Where can I find the VIN number?
The VIN can be found both in the vehicle registration document and several times on the vehicle itself. The multiple application is based on an increased security against manipulation. For this reason, since 10/1969, the vehicle identification number is often engraved on the chassis.
A factory plate with the vehicle identification number is obligatory according to the Federal Ministry of Justice and Consumer Protection in Germany
What purpose does a VIN serve?
The chassis number provides a range of information, such as model, model year and manufacturer's plant. See the table above for more detailed information.
A VIN can thus be used to obtain valuable information for a vehicle, especially when buying a used vehicle:
- Does the vehicle match the vehicle documents?
- Does the existing equipment match the equipment of the model?
- Are there any model-specific illnesses on the vehicle which should be given special attention?
This offers the potential buyer the possibility to make a realistic estimate of the purchase price within a very short time.
What is special about Porsche VIN numbers?
As Porsche is produced in Europe, they are subject to the European FIN standard.
Since Porsche's vehicle identification numbers are also subject to the standard, there are only marginal special features of Porsche vehicle identification numbers compared to the FINs of other manufacturers.
Before 1980, Porsche chassis numbers had only 10 digits. From 1980 on, the 17-digit vehicle identification numbers were used.
Each manufacturer has an individual identifier at the beginning of the chassis numbers. Since Porsche models consist of digits, the model can be read directly in the FIN. To do this, the 7th, 8th and 12th digits must be read.
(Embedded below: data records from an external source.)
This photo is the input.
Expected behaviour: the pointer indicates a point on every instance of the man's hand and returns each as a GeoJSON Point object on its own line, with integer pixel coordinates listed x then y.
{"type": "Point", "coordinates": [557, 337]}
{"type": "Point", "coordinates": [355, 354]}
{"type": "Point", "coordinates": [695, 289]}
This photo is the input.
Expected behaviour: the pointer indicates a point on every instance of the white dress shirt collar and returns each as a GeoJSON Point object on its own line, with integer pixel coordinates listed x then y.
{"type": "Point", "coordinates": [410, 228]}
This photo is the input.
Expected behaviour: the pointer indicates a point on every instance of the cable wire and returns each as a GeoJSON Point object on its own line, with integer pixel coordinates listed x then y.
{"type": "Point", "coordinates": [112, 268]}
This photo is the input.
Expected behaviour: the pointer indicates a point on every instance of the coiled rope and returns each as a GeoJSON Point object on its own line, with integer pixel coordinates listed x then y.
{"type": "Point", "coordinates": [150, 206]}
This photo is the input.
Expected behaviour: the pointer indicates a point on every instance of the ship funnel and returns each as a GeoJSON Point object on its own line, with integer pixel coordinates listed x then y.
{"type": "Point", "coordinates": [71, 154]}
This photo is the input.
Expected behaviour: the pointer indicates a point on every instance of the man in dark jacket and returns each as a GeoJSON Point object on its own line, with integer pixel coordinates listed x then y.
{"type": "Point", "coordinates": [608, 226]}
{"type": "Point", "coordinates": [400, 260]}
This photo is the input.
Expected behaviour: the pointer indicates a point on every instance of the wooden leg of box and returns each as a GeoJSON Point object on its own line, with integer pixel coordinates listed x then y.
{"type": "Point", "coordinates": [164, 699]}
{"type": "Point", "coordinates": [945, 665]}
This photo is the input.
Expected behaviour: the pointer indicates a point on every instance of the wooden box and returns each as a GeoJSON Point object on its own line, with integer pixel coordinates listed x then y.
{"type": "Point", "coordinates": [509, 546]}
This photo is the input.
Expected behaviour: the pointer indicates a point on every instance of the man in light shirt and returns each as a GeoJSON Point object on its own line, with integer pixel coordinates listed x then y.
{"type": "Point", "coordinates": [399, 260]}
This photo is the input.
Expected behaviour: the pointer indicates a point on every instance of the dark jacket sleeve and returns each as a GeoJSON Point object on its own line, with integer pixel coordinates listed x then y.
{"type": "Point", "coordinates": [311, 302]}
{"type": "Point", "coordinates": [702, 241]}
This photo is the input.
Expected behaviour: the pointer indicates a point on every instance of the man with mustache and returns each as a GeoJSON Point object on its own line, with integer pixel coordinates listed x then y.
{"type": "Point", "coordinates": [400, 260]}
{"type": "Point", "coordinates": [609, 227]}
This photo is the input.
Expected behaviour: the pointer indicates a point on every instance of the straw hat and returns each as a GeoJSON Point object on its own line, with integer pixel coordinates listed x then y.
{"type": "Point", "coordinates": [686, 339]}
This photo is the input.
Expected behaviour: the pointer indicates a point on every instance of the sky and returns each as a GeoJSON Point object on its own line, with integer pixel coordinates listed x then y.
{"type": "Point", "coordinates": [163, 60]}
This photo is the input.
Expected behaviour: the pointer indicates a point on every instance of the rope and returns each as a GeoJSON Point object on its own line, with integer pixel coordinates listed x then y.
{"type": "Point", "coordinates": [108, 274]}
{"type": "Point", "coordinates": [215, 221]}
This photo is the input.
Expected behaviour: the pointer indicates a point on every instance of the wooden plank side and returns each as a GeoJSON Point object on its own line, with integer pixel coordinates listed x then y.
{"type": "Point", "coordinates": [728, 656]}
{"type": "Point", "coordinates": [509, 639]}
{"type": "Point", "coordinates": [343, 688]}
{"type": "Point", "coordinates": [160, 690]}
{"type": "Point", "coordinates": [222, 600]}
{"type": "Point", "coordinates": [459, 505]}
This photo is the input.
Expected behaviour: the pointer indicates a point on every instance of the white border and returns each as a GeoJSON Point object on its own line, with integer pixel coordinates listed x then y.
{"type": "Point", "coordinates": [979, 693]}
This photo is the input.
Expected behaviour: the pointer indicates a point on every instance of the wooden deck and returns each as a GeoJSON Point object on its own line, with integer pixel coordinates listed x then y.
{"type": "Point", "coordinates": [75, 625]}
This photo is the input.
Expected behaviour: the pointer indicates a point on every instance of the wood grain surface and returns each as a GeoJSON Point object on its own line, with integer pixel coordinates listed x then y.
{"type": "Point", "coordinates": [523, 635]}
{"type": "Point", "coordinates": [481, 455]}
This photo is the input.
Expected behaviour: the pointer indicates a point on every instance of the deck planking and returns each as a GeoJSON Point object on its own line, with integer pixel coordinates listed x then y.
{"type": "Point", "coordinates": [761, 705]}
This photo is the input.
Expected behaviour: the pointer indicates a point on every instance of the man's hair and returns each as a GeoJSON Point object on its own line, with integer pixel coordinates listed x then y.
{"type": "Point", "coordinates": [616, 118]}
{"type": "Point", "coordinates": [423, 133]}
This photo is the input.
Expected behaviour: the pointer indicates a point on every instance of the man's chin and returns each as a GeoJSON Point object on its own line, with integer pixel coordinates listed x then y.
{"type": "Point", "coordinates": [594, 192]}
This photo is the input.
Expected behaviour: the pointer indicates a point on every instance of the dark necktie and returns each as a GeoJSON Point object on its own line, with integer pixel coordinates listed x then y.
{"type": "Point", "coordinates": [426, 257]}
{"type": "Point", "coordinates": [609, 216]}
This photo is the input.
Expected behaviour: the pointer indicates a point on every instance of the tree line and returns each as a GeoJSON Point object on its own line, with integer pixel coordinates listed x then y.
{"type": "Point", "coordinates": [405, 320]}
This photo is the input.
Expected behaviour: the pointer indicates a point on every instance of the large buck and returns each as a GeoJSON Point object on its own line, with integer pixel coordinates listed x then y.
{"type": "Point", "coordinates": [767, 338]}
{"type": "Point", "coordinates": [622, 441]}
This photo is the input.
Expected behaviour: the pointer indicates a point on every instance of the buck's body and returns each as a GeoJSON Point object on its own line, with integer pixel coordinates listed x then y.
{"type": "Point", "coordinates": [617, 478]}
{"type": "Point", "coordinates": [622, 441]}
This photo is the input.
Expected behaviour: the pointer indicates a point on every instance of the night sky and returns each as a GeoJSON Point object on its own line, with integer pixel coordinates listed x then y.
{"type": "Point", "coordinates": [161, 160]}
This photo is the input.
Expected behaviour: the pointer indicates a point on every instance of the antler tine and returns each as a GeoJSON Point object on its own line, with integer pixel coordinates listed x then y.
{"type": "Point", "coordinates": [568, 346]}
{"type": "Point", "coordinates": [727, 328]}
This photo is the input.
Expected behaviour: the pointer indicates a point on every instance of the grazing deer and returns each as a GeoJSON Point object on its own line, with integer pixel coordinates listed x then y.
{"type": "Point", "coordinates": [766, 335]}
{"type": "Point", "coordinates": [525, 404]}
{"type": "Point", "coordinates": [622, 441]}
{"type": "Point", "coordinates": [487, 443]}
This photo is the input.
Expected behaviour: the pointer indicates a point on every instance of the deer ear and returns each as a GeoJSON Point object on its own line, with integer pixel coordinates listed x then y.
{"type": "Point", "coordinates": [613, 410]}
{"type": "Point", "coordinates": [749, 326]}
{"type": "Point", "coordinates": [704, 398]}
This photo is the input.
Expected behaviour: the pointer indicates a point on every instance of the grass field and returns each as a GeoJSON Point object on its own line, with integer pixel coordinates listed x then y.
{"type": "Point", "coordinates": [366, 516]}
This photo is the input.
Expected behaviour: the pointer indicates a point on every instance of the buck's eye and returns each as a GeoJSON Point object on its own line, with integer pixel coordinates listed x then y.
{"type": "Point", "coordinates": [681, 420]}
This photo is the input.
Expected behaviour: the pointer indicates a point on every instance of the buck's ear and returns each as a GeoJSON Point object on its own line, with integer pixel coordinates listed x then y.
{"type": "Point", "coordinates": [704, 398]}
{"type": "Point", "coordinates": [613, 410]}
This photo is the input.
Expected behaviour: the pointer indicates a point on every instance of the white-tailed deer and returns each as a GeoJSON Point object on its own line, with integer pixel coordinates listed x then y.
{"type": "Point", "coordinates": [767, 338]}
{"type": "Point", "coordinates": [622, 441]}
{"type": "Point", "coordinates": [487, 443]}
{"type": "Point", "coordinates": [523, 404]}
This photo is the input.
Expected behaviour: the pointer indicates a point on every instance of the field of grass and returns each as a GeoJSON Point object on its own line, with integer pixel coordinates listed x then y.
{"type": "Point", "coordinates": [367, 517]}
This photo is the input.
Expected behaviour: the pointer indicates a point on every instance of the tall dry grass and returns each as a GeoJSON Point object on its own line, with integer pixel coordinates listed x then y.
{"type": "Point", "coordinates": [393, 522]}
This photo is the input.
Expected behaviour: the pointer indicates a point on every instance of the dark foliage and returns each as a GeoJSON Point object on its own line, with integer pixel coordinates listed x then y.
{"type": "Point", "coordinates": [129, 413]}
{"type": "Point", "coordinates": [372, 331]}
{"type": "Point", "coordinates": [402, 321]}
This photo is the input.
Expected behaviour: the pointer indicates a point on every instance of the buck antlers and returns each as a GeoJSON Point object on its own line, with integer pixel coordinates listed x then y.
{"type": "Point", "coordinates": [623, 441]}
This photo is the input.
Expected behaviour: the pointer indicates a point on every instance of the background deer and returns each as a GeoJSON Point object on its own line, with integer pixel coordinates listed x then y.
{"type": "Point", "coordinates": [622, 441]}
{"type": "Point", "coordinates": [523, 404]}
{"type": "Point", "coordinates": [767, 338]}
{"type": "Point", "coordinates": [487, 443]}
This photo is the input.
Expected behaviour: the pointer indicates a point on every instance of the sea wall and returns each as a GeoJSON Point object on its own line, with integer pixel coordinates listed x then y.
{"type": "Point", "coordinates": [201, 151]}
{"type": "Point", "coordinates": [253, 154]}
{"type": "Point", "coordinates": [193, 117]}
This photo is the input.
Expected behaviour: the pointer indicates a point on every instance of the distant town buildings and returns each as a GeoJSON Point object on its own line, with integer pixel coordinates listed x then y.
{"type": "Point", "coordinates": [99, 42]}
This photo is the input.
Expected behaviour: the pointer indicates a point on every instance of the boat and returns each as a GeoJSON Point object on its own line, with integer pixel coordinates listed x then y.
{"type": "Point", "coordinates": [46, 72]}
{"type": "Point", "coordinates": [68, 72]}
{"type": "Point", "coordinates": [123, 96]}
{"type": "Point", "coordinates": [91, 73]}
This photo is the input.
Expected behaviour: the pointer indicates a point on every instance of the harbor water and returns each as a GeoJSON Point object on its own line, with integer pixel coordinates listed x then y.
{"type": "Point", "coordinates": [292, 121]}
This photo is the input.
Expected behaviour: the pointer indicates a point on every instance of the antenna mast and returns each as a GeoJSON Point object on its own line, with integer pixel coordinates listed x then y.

While the FIN of Volkswagen for example starts with WVW, the vehicle identification number of Porsche starts with WP0. Due to the danger of confusion between WP0 and WPO, connoisseurs are familiar with both the terms WP0 and WPO.
* The filling digits (Z) have become necessary because from 1981 onwards vehicle identification numbers have been defined worldwide with a uniform standard length. Here, for example, country-specific exhaust emission regulations (e.g. AC2 for the USA) can be found.
Since 1981, all chassis numbers, or vehicle identification numbers (VIN), have a so-called world manufacturer code, various filling characters, codes for the place of manufacture, body design and engine versions. In addition, the chassis numbers were differentiated between the USA and the "rest of the world" (row).
Porsche cars built before 1981 have only a ten-digit chassis number
WPO or WP0 ?
Strictly speaking, the world manufacturer code of Porsche WP0 is a zero. However, this is only because signs such as O,I,Q etc. have been prohibited due to the likelihood of confusion.